Like everyone else on the entire Eastern Seaboard, the Suri household is hunkered down for Hurricane Sandy. We’ve got enough food to feed a small army (actually, this one is fairly normal for us), the bathtub is full of emergency water should the power go out, our flashlights are at the ready, and — of course — we’re bored as hell.
Times like these should be a good opportunity to catch up on work and to enjoy the luxury of just being at home with nowhere to go and nothing to do. But instead they feel like a waiting game. You sit down to work on a project but the ability to focus is devastated by a need to get up and look out the window. Have the winds gotten stronger? Is that rain coming down just a little harder? Maybe you should check the NYTimes live updates. Is there more flooding? Where? Wow — look at those pictures from Queens!
Oh, right. Project. I should get back to that while I still have power…

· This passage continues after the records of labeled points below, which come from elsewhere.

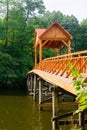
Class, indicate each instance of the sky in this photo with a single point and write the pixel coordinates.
(78, 8)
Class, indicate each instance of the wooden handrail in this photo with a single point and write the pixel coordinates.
(59, 64)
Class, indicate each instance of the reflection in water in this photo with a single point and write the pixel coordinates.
(18, 111)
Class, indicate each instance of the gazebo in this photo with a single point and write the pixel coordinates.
(55, 36)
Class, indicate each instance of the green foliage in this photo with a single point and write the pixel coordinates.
(80, 88)
(19, 18)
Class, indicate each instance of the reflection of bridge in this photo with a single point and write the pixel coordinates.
(52, 72)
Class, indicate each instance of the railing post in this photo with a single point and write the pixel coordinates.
(81, 120)
(34, 93)
(40, 95)
(54, 108)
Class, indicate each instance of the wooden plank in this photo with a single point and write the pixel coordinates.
(51, 79)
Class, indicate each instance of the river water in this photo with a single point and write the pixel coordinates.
(18, 111)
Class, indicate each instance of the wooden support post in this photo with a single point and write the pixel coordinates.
(69, 48)
(31, 85)
(28, 83)
(54, 123)
(81, 120)
(40, 52)
(58, 51)
(35, 56)
(40, 95)
(34, 94)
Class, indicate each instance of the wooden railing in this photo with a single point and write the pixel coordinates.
(59, 64)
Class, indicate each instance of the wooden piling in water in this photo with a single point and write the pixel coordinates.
(34, 93)
(81, 120)
(54, 108)
(40, 95)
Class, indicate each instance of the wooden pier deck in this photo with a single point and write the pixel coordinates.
(54, 71)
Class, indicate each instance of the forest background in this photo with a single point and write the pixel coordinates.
(18, 20)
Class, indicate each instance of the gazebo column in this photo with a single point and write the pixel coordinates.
(58, 51)
(40, 51)
(35, 56)
(69, 48)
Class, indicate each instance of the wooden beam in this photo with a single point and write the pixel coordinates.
(45, 43)
(69, 48)
(35, 56)
(65, 43)
(40, 51)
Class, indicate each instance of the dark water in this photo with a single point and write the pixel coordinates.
(18, 111)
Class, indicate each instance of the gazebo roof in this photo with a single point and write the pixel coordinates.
(52, 37)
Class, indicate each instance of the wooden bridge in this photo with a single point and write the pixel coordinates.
(52, 72)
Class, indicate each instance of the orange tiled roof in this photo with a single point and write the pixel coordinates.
(40, 31)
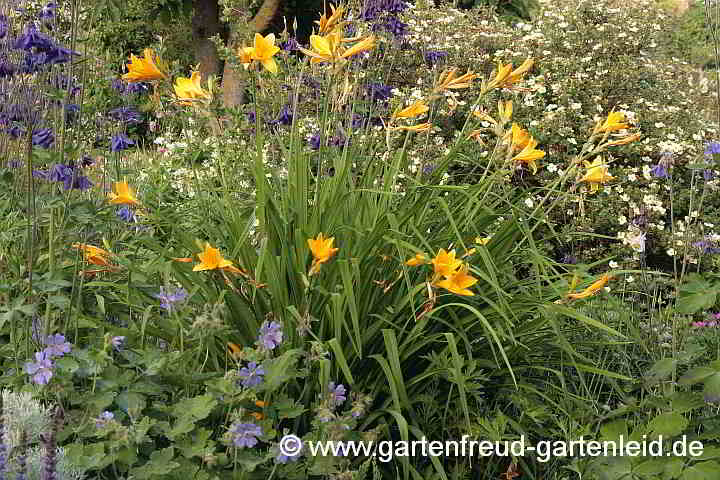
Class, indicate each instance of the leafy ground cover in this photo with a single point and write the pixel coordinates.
(425, 223)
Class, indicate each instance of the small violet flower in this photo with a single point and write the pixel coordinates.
(120, 142)
(56, 346)
(337, 394)
(245, 434)
(41, 370)
(252, 375)
(270, 335)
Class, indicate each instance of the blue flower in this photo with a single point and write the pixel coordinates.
(126, 213)
(48, 12)
(43, 137)
(285, 117)
(120, 142)
(290, 45)
(659, 171)
(31, 38)
(314, 141)
(57, 346)
(117, 342)
(104, 418)
(171, 297)
(337, 394)
(712, 148)
(71, 111)
(270, 335)
(252, 375)
(245, 434)
(41, 370)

The same thing happened last year during Hurricane Irene. We even had friends staying with us who had to evacuate out of Zone A and all we could do was sit around and stare at our laptops and mobile devices, searching for “new information” about the storm. It was almost funny.
What is it that makes us act this way? Is it the unknown? In a world where we have so much information at our fingertips, we can’t fathom situations where we really don’t know what will happen.
I don’t know.
I do know, though, that I have a lot of work to do. With school likely to be canceled tomorrow (and a lost day last week because I was sick), my syllabus is in disarray. I’ve also got a mountain of midterm exams to grade — oh, and two novels that are begging to be finished. So, I will do my best to stop checking live updates on the storm every five minutes and get down to it.
But…if you want to Google chat, or Skype, or text…please do. I’m bored!